An hour after a single dose of 150 mg oral clindamycin, plasma concentration reaches 2-3 mcg/mL. After 6 hours, it increases to an average of 0.7 mg/mL. Peak plasma concentrations are 4 mcg/mL for 300 mg dose and 8 mcg/mL for 600 mg dose.
Food reduces the rate of absorption of clindamycin but does not affect the extent of absorption of the drug.
Clindamycin is about 90% protein bound. Its half-life is 2-3 hours and is prolonged to 3.5 to 5 hours in patients with anuria, and to 7-14 hours in patients with liver disease. Half-life is also prolonged in preterm neonates.

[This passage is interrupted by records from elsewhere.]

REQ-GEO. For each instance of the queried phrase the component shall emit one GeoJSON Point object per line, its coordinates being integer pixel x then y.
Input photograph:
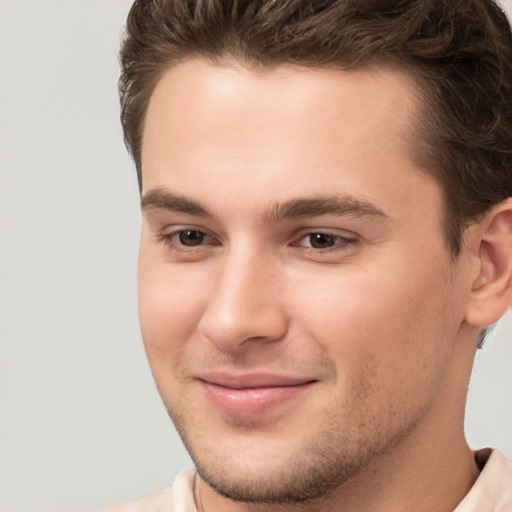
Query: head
{"type": "Point", "coordinates": [458, 52]}
{"type": "Point", "coordinates": [316, 183]}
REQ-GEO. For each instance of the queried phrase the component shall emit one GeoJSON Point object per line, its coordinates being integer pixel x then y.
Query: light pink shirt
{"type": "Point", "coordinates": [492, 491]}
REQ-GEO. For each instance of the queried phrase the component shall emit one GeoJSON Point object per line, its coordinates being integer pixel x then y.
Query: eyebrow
{"type": "Point", "coordinates": [295, 208]}
{"type": "Point", "coordinates": [162, 199]}
{"type": "Point", "coordinates": [325, 205]}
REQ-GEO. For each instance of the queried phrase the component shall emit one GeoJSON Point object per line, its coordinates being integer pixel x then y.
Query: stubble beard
{"type": "Point", "coordinates": [326, 462]}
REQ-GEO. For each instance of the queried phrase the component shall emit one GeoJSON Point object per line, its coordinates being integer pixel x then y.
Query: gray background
{"type": "Point", "coordinates": [81, 425]}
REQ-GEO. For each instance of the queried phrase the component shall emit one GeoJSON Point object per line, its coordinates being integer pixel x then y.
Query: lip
{"type": "Point", "coordinates": [251, 395]}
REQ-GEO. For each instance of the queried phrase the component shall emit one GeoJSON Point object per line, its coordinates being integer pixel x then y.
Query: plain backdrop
{"type": "Point", "coordinates": [81, 425]}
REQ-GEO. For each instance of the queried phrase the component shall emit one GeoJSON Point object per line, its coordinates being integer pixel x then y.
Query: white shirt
{"type": "Point", "coordinates": [492, 491]}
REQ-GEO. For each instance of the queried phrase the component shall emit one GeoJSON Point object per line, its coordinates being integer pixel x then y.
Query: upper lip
{"type": "Point", "coordinates": [252, 380]}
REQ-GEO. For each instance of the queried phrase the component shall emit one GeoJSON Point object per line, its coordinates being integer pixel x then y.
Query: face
{"type": "Point", "coordinates": [298, 305]}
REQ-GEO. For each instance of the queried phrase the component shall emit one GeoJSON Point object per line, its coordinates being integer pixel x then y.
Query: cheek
{"type": "Point", "coordinates": [170, 306]}
{"type": "Point", "coordinates": [389, 321]}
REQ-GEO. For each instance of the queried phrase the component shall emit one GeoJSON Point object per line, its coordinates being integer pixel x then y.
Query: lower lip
{"type": "Point", "coordinates": [250, 402]}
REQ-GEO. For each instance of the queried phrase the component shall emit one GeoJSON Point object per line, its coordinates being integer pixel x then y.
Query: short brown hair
{"type": "Point", "coordinates": [459, 52]}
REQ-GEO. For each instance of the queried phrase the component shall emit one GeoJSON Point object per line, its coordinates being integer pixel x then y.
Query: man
{"type": "Point", "coordinates": [327, 201]}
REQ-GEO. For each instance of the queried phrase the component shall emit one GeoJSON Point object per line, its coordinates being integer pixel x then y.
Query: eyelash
{"type": "Point", "coordinates": [171, 240]}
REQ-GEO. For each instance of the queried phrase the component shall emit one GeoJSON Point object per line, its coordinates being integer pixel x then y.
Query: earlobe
{"type": "Point", "coordinates": [491, 291]}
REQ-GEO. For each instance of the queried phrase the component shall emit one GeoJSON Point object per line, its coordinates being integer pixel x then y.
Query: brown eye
{"type": "Point", "coordinates": [191, 237]}
{"type": "Point", "coordinates": [322, 240]}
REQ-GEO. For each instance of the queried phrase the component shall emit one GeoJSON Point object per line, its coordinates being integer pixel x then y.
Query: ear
{"type": "Point", "coordinates": [491, 291]}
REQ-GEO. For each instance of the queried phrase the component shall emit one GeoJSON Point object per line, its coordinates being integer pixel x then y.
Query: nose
{"type": "Point", "coordinates": [244, 305]}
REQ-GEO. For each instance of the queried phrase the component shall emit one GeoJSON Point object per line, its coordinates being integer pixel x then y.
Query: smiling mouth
{"type": "Point", "coordinates": [251, 396]}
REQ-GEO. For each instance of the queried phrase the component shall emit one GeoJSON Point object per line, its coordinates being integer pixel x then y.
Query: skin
{"type": "Point", "coordinates": [374, 318]}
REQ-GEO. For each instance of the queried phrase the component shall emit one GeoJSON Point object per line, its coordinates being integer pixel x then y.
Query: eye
{"type": "Point", "coordinates": [324, 241]}
{"type": "Point", "coordinates": [191, 237]}
{"type": "Point", "coordinates": [321, 240]}
{"type": "Point", "coordinates": [187, 240]}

Clindamycin is metabolized in the liver to its active metabolites, n-demethyl and sulfoxide metabolites and to some inactive ones.
The volume of distribution of clindamycin is 0.66 mL/g. It is distributed in most tissues, body fluids, and bone. Significant concentration of clindamycin enough to treat meningitis is not reached in the cerebrospinal fluid.
Clindamycin is eliminated in the liver and is slowly excreted as active drug and metabolites in the urine (10%) and in the feces (4%). Clindamycin cannot be removed by dialysis.
In patients with AIDS, clindamycin shows higher bioavailability. Plasma clearance and volume of distribution is lower.